Can any of you keen anglers recommend some good river/lake/embalse fishing spots along the Costa Blanca north region; say from about Alicante in the south up to Cullera in the north please?

Are there any stocked fishing lakes out there?

(It must be coarse/lake fishing, NOT sea fishing.)




Many thanks for any help!


----------



## Pazcat

Hi,

Sorry I can't help you but I too am interested in the exact same question but would also extend to the region south of Alicante or inland.

Hopefully someone may have some answers.


----------



## Aron

BGD said:


> Hi there -
> 
> Can any of you keen anglers recommend some good river/lake/embalse fishing spots along the Costa Blanca north region; say from about Alicante in the south up to Cullera in the north please?
> 
> Are there any stocked fishing lakes out there?
> 
> (It must be coarse/lake fishing, NOT sea fishing.)
> 
> 
> 
> 
> Many thanks for any help!


We have a lake close to me with wonderful Carp fishing. I do have my fishing gear in Spain, but getting a licence is so difficult, I just don't bother now. Not only carp but also black bass. I have seen trout in there, but not certain which species. I am certain if you check out the reservoirs you will find somewhere to fish. Check out this website. It has all the reservoirs in Spain.
Embalses.net - Estado de los Embalses, pantanos y presas de España


----------



## Pazcat

Aron said:


> We have a lake close to me with wonderful Carp fishing. I do have my fishing gear in Spain, but getting a licence is so difficult,


Thanks for the link.
I thought a license was a trip to the caja to purchase one but after reading your post I have found this... Information fishing licences permit required to fish off Costa Blanca

Do you really have to sit an exam?

If I read that right I wouldn't need to sit an exam as long as I had a valid license from elsewhere in the EU?


----------



## Aron

Pazcat said:


> Thanks for the link.
> I thought a license was a trip to the caja to purchase one but after reading your post I have found this... Information fishing licences permit required to fish off Costa Blanca
> 
> Do you really have to sit an exam?
> 
> If I read that right I wouldn't need to sit an exam as long as I had a valid license from elsewhere in the EU?

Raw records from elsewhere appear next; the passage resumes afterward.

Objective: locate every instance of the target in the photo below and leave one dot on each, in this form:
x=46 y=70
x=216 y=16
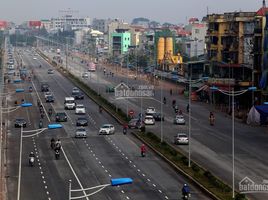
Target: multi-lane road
x=210 y=146
x=87 y=162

You can get a UK licence and then go to the office that deals with fishing licences and you will get one through the UK licence, other than that, yes you must take a fishing course.


----------



## el pescador

Jesus
What does the course involve?


----------



## Pazcat

I don't think that's the worst of it, looks like there are a whole folders worth of permits required possibly including insurance.
What a faff!

There must be gestors who specialise in fishing permits.


----------



## Pazcat

I'm seeing differing reports that there isn't an exam required for the Valencia region but one is for Andalusia.
I'm not sure how current the info is but some of the sites are dated 2012.


----------



## Nugget_Hound

If it has anything to do with the EU there will no doubt be a ridiculous amount of bureaucracy involved


----------



## Pazcat

Well as much as EU bashing is a popular past time this doesn't have anything to do with them. Fishing licenses in Spain are down to the Spanish and from the looks of it controlled by the individual regions, so you would need to get a new license for each region.

To BCG, Is there any specific target you are interested in?
The first link I posted mentions a Lake near Villa Joyosa for big carp and one near Torrejava for smaller carp and barbel.


----------



## Aron

Nugget_Hound said:


> If it has anything to do with the EU there will no doubt be a ridiculous amount of bureaucracy involved


It's nothing to do with the EU, it is to do with the law in each Spanish region!


----------